House prices fall when Housing Benefit is cut. That is the central finding of research by Nils Braakmann and Stephen McDonald, to be presented at the Royal Economic Society''s annual conference in Brighton in March 2016.

Their study looks across local authorities to see how house prices were affected by changes to Housing Benefit made in June 2010 to cut the amount that private renters could claim. They find that the more people in an area who received Housing Benefit, the more house prices fell: if 1% more of the local population claim Housing Benefit, average prices fell by around 0.5%.

This effect was stronger for flats and in areas with low demand for housing, and negligible for detached houses. As a result of the cuts, more Housing Benefit recipients moved home compared with other renters. Prices fell immediately after the cuts were announced, suggesting that landlords anticipated that fewer people would be able to rent.


In June 2010, the UK government announced changes to Housing Benefit that cut the amount that recipients living in privately-rented accommodation would be able to claim. This study investigates the impact of these reforms on house prices by analysing property transactions across local authorities. Among the findings:

? The reforms caused average property prices to fall in relation to the proportion of the local population who received Housing Benefit.
? Average prices in a local area fell by an estimated 0.5% for every 1% more of the local population in receipt of Housing Benefit.
? Price falls were greatest for flats, but there was no impact on the prices of detached houses.
? Effects were greatest on prices in areas where there is less demand for homes.
? The cuts led to more housing benefit recipients moving home in comparison to other renters.

Housing Benefit is one of the largest items of welfare expenditure made by the UK government. In his first budget in June 2010, Chancellor George Osborne announced plans to reduce this by limiting the amount that could be claimed by individual households.

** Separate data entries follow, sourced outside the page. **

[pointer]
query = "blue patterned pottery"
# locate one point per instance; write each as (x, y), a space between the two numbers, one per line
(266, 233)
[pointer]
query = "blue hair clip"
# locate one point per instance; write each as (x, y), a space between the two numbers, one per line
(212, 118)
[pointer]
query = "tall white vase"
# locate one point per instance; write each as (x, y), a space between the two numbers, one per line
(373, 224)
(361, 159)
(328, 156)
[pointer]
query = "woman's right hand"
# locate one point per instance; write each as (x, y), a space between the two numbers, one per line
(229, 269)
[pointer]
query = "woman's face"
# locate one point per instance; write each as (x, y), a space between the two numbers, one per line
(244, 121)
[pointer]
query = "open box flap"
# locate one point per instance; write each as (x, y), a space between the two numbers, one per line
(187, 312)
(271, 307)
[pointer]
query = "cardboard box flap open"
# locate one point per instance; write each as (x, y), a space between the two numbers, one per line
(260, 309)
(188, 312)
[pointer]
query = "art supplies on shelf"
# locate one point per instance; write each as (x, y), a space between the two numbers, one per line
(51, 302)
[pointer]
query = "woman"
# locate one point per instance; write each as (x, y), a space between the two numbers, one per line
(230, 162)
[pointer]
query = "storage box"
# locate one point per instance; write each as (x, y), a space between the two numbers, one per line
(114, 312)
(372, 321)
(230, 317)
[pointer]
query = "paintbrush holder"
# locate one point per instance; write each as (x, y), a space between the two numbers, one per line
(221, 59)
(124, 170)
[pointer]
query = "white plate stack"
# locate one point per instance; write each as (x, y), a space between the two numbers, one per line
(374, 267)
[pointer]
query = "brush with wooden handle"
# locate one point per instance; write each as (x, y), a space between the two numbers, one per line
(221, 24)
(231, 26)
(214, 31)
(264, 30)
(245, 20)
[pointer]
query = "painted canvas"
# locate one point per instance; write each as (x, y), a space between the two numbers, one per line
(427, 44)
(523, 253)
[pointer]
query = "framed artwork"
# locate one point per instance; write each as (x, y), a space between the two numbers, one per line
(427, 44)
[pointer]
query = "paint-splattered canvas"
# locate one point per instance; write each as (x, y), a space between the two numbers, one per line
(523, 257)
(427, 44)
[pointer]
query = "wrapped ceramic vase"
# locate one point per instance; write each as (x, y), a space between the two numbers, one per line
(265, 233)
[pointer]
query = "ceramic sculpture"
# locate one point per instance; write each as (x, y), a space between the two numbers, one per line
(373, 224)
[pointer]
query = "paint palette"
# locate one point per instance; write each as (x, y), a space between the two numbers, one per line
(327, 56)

These changes included introducing a cap on the maximum amount that would be paid for a property with a given number of bedrooms, cutting the maximum number of bedrooms that could be claimed for from five to four, and lowering local reference rents on which the levels of housing benefit are set. The changes came into effect in England in April 2011.

These reforms would be expected to reduce property prices if they led to lower financial returns from letting property to households in receipt of Housing Benefit. This would happen if landlords were forced to reduce rents or if recipients fell into arrears more frequently. To investigate whether this happened, more than 3,000,000 prices for property transactions in England between January 2009 and December 2013 were analysed.

The results show that property prices were lower following the announcement, and that the fall in prices was greater in local authorities that had a greater proportion of the local population in receipt of Housing Benefit. Further, prices were lower in the period immediately following the Chancellor''s announcement, suggesting that landlords responded before the reforms had come into effect.

The impact of the reform was not the same across property types. Housing Benefit recipients are most likely to live in flats and average prices fall more for flats than terraced or semi-detached houses. The prices for detached houses are unaffected by the changes.

There was no observable impact of the reform in London and the reforms had a bigger impact in local authorities with greater numbers of vacant properties. This indicates that the buoyancy of local housing markets mattered and that the reforms had little effect in places where demand for housing is strong.

Finally, analysis is conducted using the survey Understanding Society to explore the behaviour of individual households following the Housing Benefit reforms. It is found that benefit recipients were more likely to move compared with other renters, which suggests that the cuts induced recipients to move home.